Ce lundi, est lancée à Matignon la « mobilisation nationale pour l’emploi et les transitions écologique et numérique ». Un des sujets sur la table sera l’accompagnement des mobilités durables pour les déplacements domicile-travail. Pour développer massivement le vélo et le covoiturage pour aller travailler, qui ne représentent pour l’instant respectivement que 2% et 3% des trajets concernés, il faut généraliser le forfait mobilité durable (avec des exceptions pour les TPE et PME) et pas seulement le rendre possible comme actuellement prévu dans la loi mobilité.

Par ailleurs, une éventuelle prime mobilité pour les travailleurs les plus exposés et dépendants de la voiture peut être intéressante, si elle est bien ciblée (vivant à plus de 30 km de leur travail et gagnant moins de 2 SMIC), transitoire et limitée aux années où les prix du pétrole sont élevés et couplée à un renforcement des mesures pour aider au changement pour des véhicules moins polluants.
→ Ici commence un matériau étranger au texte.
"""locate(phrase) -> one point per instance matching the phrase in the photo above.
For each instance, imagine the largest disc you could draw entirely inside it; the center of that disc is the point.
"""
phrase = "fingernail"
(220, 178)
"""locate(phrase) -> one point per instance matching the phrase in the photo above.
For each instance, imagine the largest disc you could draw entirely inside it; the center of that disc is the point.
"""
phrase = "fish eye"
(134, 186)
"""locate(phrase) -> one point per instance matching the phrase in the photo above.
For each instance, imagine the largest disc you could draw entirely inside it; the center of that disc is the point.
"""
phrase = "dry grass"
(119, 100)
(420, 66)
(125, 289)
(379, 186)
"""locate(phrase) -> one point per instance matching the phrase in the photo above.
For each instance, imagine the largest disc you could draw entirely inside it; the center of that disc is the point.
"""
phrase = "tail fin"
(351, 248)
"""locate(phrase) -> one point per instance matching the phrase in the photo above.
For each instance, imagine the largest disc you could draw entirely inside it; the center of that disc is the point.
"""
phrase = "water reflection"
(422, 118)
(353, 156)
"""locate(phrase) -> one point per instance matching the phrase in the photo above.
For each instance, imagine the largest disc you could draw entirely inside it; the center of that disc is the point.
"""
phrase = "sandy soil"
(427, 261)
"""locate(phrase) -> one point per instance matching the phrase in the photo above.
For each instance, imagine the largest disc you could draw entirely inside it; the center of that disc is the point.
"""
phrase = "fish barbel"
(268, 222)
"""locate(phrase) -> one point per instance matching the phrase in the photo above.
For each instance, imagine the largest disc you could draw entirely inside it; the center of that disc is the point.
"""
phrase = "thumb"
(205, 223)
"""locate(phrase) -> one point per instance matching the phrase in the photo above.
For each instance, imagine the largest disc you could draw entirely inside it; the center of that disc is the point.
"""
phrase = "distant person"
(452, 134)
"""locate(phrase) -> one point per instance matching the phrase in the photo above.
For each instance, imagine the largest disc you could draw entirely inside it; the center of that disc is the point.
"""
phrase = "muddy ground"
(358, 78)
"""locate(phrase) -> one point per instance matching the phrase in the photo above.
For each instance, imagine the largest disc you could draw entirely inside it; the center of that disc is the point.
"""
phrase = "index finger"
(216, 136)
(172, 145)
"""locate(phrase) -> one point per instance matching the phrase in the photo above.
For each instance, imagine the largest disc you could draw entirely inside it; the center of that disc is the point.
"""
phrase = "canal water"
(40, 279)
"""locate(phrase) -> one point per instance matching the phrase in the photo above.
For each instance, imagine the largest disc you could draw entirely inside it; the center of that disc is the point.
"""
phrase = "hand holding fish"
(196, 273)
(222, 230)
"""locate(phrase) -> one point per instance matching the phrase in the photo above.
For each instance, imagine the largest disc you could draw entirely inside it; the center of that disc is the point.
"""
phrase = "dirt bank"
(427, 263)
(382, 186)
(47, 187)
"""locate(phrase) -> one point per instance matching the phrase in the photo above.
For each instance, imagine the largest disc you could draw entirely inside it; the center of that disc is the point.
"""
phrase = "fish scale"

Par ailleurs, j’ai pris bonne note du fait que la liste Renaissance LREM/MODEM portera, dans son programme pour les élections européennes, la taxation du kérosène mais aussi la fin des véhicules diesel et essence avant 2040. En cohérence, nous devrions donc, sur ces deux sujets, obtenir des avancées, voire plus d’ambition, dans la loi mobilité dont l’examen commence à l’Assemblée dans quelques jours. Les actes doivent être mis en adéquation avec les ambitions affichées. Rendez-vous dès le 14 mai, début des travaux en commission, pour s’en assurer. Je proposerai évidemment des amendements en ce sens.